In my recollection of darknesses one of those really dark experiences was reading E.M.
Cioran’s The trouble with being born. This book made such a deep impression especially
because in that darkness there is no escape, no suicide, no nothing, I see Philip Guston’s
smoking men and remember Cioran’s favourite holiday: going through the French
countryside visiting graveyards and lying on a grave smoking, looking at the sky. I always
considered this an artistic thought, I imagined this smoking philosopher lying on a tombstone
as a sort of sculpture, maybe a performed sculpture. By smoking on a grave we no longer
conceal our bad behaviour, we openly confess to be playing with death. We face our black
lungs with a cigarette in hand. And the graveyard reflects us into the dark future. Creating,
smoke and ashes, those sublime shades of gray, dissolve. But what about blackness that
always takes a negative load, as coal, as the place of evil? Not to speak, to be blitzed with
silence, to swear to never speak again, like Andrei Rublev. The half price final solution (the
ultimate bargain), the haunting muselman, this living image of death that Agamben describes
in his Remnants of Auschwitz. The witness and the archive. Obviously we fear to lose our
resistance to death, our life force. We trace the black lines on paper with coal graphite we
remember, traces of time but never exact. And they’re erasable. The erasable life. Do we have
a naked life?
When we we’re black, like Woody Allen’s Zelig, who just adapted: a metamorphosis as an
artwork, being as smoke. Like Malevich’s Black Square, which was a sign not a painting. In
this sense the Black Square functioned as a symbol of hope and renewal. Icon of the truth of
being active. UNOVIS could still be a model in that sense, art school as a travelling institute,
being as smoke.

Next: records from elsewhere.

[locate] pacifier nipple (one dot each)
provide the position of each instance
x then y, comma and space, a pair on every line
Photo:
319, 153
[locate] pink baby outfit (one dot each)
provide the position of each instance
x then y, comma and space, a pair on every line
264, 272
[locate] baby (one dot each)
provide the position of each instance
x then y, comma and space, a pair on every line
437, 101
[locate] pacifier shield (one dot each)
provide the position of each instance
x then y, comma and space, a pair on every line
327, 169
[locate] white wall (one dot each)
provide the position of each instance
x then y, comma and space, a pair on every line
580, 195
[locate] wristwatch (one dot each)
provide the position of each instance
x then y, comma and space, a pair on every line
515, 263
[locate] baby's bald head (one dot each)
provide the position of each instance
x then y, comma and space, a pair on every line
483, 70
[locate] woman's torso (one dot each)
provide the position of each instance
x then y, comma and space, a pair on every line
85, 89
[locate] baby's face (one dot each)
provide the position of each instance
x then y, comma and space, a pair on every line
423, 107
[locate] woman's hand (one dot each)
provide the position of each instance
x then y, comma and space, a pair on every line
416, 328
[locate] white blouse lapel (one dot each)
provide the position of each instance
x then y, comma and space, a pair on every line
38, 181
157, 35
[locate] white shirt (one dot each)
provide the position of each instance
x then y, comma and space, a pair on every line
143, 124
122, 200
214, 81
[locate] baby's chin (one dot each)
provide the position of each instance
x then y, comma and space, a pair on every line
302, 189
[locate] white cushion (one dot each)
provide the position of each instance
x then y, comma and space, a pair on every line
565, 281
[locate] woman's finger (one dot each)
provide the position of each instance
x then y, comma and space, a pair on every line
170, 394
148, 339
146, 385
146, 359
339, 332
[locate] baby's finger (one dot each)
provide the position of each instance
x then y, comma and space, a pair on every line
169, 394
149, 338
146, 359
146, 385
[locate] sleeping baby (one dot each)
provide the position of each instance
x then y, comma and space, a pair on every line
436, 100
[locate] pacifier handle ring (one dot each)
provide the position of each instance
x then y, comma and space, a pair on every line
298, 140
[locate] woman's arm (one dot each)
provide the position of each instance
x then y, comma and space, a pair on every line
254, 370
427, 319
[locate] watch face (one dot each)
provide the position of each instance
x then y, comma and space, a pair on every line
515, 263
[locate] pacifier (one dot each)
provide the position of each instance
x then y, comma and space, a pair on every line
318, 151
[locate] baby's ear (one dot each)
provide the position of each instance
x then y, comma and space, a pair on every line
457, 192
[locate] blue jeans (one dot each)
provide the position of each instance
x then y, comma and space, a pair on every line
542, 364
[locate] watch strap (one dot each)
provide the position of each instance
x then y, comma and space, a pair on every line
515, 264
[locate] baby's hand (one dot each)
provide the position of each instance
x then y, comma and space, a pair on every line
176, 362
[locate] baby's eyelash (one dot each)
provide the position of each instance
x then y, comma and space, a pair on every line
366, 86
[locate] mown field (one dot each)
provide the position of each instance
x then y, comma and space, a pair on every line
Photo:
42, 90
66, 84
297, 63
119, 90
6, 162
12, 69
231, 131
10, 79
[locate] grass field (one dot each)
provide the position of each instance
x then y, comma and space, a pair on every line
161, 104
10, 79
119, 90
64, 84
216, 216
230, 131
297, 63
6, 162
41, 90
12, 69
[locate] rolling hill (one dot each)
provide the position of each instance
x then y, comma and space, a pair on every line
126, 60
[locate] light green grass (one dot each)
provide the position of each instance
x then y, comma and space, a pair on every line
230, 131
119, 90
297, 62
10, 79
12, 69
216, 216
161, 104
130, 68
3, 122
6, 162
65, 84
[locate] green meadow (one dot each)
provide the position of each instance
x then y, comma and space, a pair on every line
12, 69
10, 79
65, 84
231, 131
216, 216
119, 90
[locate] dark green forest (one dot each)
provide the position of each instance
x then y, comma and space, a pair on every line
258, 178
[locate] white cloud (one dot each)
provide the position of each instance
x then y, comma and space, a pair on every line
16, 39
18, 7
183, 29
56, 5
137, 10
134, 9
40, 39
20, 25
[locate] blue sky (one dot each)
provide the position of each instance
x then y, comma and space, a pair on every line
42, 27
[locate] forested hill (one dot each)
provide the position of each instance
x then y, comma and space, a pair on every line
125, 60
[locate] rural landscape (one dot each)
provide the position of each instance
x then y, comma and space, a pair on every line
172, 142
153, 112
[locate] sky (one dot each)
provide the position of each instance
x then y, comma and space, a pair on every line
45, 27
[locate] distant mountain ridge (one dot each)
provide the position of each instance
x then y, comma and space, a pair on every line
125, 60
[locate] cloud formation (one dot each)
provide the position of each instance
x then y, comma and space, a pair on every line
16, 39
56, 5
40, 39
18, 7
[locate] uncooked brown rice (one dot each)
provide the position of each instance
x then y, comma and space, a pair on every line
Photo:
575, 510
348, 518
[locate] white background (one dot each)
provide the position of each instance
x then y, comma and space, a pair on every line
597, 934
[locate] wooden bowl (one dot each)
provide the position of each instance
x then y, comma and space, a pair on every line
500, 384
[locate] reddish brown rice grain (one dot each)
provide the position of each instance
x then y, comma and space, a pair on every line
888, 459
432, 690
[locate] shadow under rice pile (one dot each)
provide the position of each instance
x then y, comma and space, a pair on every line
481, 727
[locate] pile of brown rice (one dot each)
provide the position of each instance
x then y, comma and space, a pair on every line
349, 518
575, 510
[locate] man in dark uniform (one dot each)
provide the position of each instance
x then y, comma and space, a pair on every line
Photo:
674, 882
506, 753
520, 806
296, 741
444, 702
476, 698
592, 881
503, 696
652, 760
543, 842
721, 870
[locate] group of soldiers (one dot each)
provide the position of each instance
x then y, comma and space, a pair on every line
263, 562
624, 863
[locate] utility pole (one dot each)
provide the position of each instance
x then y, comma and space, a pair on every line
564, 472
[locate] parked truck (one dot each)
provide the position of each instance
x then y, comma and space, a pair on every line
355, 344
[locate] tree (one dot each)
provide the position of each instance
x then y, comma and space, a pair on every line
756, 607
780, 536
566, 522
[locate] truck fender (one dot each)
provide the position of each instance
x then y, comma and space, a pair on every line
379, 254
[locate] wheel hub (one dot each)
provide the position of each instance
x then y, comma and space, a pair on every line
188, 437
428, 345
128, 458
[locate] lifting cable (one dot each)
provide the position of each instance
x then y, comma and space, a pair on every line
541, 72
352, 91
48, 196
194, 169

We use other means of transport, metaphors. My understanding of the
concept grew when I realised that this was to be taken literally. Moving companies in Greece
are still Metaphores, transporters, bringing something from A to B. Black magic? I think not.
Materiality is not a lie, it’s just sometimes hard to deal with, the blackened vision, black out.
And we say everything was real untill the black out, when riots began, Burnin’ and lootin’.